Interessanterweise hatte Dr. Dotzel während seiner langjährigen Arbeit mit Schwimmern vorwiegend männliche Patienten mit Schulterproblemen: »Warum das so ist, kann ich nicht sagen. Das hängt auch nicht mit dem Alter zusammen. Jede Altersgruppe kommt gleich häufig. Spannend ist die Situation beim Wettkampf. Da habe ich Schwimmer erlebt, die im Training keine Probleme hatten, im Wettkampf aber dann Schmerzen und eine Symptomatik an den Tag legten wie Patienten mit kompletten Sehnenabrissen. Das betrifft nicht nur den Supraspinatus, sondern auch den Infraspinatus.« Offenbar befördert die maximale Belastung eine starke Entzündungsreaktion, die in der Trainingsphase nur occult vorhanden war. »Dann helfen kurzfristig nur Medikamente. Viele Athleten sprechen interessanterweise stark auf eine Kombination aus NSAR mit lokalen Injektionen mit einem in der Sportmedizin gerne angewendeten homöopathischen Mittel an«, erklärt Dr. Dotzel seine Beobachtungen.
Die Werferschulter – same same, but different
Auch in anderen Überkopfsportarten bekommen die Athleten Probleme, beispielsweise Werfer, egal ob in der Leichtathletik, in Ballsportarten wie Handball oder beim Tennis. Prof. Dr. Sven Reuter, Facharzt für Orthopädie und Unfallchirurgie sowie Physiotherapeut, betreut als Mannschaftsarzt das deutsche Leichtathletik-Mehrkampfteam: »Für die Beurteilung der Problematik beim Werfer ist die Eingangsanalyse entscheidend, denn das Problem kann verschiedene Ursachen haben.

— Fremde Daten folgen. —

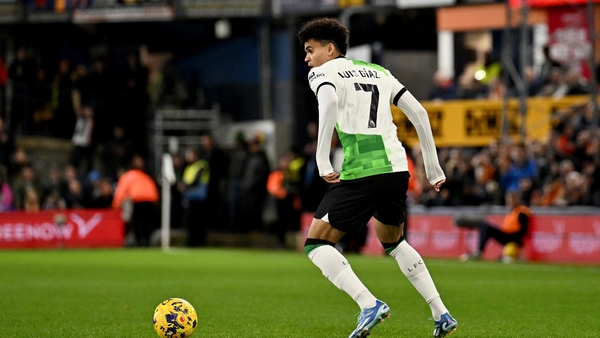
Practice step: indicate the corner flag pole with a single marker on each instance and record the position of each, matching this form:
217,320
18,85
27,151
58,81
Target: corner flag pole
167,179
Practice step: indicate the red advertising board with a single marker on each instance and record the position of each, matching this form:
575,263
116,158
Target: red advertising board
569,39
67,228
547,3
553,238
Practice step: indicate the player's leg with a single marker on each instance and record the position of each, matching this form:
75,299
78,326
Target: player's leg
319,247
413,267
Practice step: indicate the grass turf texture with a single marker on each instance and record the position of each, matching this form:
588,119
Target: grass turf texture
248,293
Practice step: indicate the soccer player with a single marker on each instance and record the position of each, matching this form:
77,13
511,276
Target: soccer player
354,97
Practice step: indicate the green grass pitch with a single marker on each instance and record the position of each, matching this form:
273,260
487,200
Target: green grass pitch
255,293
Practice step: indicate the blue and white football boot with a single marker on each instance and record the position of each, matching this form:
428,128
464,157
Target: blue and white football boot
369,318
446,325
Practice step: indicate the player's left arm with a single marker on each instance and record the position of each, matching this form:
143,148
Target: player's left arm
328,101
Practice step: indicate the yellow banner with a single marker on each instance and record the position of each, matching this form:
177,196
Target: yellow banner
475,123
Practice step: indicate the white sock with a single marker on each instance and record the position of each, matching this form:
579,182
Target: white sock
337,269
414,269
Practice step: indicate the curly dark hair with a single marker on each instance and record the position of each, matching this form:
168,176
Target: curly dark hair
325,30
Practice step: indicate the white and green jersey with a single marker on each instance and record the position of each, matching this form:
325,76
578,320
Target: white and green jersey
354,97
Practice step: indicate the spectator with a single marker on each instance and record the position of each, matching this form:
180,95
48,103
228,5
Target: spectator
577,85
283,185
18,161
514,227
6,195
25,187
238,156
218,161
194,187
100,84
254,185
545,74
556,86
118,152
7,145
134,83
102,194
521,167
63,121
22,73
138,188
82,156
443,88
31,201
54,201
41,97
52,182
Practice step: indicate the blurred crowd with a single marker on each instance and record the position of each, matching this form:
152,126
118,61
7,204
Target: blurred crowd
483,79
229,189
563,171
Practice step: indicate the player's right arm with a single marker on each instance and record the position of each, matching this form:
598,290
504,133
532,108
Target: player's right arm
417,115
328,101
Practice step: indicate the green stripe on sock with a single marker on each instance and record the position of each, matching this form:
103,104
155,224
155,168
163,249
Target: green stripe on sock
390,249
309,248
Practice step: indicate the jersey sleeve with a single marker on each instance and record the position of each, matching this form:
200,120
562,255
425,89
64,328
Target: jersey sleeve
328,102
317,78
397,90
420,120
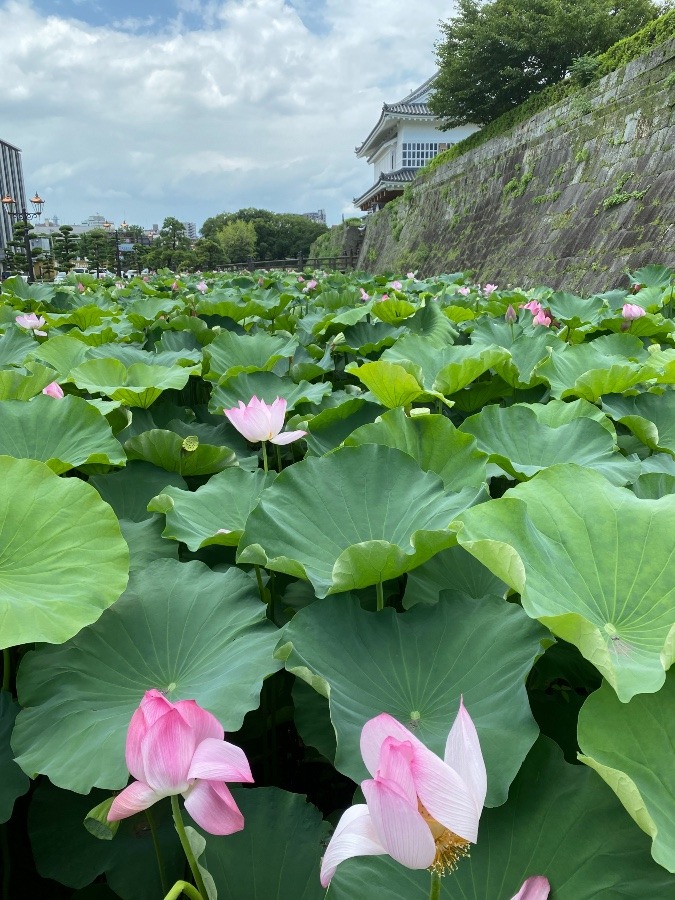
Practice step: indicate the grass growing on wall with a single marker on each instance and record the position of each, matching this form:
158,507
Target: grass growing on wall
624,51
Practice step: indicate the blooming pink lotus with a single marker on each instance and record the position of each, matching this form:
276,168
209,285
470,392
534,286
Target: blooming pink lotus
259,422
53,390
535,888
32,322
630,311
419,809
179,748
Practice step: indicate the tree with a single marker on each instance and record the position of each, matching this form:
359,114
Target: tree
65,248
171,248
278,235
492,56
238,240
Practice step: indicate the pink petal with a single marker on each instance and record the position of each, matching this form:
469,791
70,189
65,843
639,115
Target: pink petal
399,826
132,799
218,760
277,413
355,835
203,724
535,888
212,806
394,765
287,437
463,754
167,750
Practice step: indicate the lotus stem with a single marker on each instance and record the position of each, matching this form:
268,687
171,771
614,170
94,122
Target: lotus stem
158,851
380,595
436,884
6,668
184,887
187,849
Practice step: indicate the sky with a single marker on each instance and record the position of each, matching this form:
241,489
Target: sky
187,108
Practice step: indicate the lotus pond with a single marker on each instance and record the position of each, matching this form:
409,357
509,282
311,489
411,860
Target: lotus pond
320,585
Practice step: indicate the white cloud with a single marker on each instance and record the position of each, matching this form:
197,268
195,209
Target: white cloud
252,109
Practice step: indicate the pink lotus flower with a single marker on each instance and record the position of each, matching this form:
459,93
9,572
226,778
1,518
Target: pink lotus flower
259,422
179,748
53,390
535,888
629,311
32,322
419,809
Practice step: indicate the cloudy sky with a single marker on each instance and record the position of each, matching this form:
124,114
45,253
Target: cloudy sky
141,110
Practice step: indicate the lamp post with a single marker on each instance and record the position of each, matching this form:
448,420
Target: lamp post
123,225
15,214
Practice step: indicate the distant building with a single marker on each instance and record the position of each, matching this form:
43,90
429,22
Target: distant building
11,183
319,216
404,139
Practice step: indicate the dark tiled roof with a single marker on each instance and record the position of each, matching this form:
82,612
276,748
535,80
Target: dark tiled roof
400,176
408,109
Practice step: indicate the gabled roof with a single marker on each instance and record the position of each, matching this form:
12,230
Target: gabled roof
411,106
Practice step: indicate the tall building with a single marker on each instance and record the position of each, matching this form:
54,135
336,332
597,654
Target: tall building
11,182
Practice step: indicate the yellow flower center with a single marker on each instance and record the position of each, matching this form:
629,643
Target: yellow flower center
450,848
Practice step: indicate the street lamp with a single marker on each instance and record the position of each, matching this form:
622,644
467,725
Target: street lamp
123,225
15,215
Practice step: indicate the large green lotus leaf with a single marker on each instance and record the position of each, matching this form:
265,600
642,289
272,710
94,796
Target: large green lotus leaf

Wir müssen genau wissen, welche Bewegung oder Position schmerzhaft ist und in welcher Phase der Wurfbewegung die Beschwerden auftreten. Dann können wir anhand eines 5-Punkte-Checks (3) die Ursache eingrenzen.« Die fünf Punkte, die schrittweise betrachtet werden, sind Scapula, Bizepssehne, Rotatorenmanschette, Gelenkkapsel und Gelenkstabilität. »Einem Sportler mit Scapuladyskinesie wird ein Scapula-fokussiertes Trainingsprogramm helfen. Bei der Bizepssehne und der Rotatorenmanschette liegt meist ein koordinatives Problem zugrunde und das Zusammenspiel der Rotatorenmanschette sollte optimiert werden. Auch die Gelenkstabilität hängt damit zusammen. Ist die Gelenkkapsel der Auslöser, müssen die knöchernen Strukturen sowie die Biomechanik genauer beleuchtet werden«, erklärt Prof. Reuter.